Sie drückte ihm die Hand, ermahnte ihn zur Vorsicht beim Hinabsteigen, setzte wieder die Trompete an die Lippen, blies aber nicht, ehe sie Karl unten auf dem Boden in Sicherheit sah. Karl legte wieder die Tücher über die Treppe, so wie sie früher gewesen waren.

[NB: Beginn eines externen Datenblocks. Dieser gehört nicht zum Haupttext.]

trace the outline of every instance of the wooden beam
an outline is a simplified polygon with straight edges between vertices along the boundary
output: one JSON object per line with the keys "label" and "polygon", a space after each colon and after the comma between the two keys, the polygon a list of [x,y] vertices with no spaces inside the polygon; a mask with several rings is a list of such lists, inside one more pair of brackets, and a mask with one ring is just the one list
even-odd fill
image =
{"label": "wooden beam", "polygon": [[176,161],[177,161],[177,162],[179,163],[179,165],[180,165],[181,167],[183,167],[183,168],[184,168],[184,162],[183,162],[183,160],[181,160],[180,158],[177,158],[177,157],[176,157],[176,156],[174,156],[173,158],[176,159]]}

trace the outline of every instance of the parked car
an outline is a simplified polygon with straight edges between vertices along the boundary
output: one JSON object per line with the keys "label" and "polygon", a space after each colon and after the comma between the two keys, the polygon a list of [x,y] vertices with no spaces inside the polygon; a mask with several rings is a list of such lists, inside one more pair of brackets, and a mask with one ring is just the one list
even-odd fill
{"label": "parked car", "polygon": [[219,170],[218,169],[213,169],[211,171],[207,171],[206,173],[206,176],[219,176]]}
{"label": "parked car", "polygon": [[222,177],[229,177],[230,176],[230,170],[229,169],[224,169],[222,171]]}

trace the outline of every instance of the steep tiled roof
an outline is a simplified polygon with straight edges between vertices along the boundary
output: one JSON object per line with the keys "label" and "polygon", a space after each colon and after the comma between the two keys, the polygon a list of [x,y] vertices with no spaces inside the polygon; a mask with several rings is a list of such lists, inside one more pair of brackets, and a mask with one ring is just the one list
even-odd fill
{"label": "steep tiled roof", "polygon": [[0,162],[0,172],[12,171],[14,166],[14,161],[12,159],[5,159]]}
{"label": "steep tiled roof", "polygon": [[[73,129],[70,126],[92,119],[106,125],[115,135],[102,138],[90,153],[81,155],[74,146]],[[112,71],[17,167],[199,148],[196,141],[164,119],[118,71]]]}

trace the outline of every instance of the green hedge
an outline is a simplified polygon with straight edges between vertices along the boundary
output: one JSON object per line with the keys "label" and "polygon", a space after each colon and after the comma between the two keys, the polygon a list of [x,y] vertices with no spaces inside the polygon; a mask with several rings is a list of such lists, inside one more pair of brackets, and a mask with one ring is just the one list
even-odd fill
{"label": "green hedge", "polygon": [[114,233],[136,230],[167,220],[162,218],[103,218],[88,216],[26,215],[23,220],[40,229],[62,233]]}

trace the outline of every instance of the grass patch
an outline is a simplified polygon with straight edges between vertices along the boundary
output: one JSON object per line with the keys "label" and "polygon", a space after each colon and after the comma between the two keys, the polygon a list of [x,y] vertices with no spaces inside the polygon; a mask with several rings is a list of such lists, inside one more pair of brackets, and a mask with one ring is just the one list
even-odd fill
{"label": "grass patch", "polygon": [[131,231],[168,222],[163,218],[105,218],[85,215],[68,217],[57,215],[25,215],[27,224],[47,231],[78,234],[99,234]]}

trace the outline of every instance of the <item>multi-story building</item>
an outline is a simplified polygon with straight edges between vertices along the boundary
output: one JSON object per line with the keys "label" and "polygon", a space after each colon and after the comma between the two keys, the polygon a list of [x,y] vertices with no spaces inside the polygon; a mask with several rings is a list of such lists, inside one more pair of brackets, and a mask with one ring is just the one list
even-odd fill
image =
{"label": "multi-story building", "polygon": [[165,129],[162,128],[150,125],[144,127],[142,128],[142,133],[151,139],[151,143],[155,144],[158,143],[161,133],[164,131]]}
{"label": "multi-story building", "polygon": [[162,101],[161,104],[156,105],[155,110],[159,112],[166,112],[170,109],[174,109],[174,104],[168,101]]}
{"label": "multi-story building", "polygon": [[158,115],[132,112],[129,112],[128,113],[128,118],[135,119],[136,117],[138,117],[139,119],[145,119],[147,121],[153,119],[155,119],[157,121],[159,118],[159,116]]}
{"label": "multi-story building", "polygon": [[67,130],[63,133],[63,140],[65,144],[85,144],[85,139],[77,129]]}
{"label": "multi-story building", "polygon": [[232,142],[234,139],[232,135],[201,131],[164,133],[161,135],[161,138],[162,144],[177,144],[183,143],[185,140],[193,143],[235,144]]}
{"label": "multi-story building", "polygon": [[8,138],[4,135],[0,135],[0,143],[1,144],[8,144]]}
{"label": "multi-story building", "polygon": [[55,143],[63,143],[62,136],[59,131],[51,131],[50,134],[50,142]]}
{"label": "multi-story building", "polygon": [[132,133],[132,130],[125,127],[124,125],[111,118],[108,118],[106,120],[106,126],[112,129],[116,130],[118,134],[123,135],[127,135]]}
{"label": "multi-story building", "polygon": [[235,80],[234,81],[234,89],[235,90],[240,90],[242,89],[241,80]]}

Fanny dankte durch Kopfnicken, und Karl ging, das eben Gehörte nach verschiedenen Richtungen hin überlegend, auf den Mann zu, der schon Karl oben bei Fanny gesehen und sich dem Postament genähert hatte, um ihn zu erwarten.

»Sie wollen bei uns eintreten?« fragte der Mann. »Ich bin der Personalchef dieser Truppe und heiße Sie willkommen.« Er war ständig wie aus Höflichkeit ein wenig vorgebeugt, tänzelte, obwohl er sich nicht von der Stelle rührte, und spielte mit seiner Uhrkette.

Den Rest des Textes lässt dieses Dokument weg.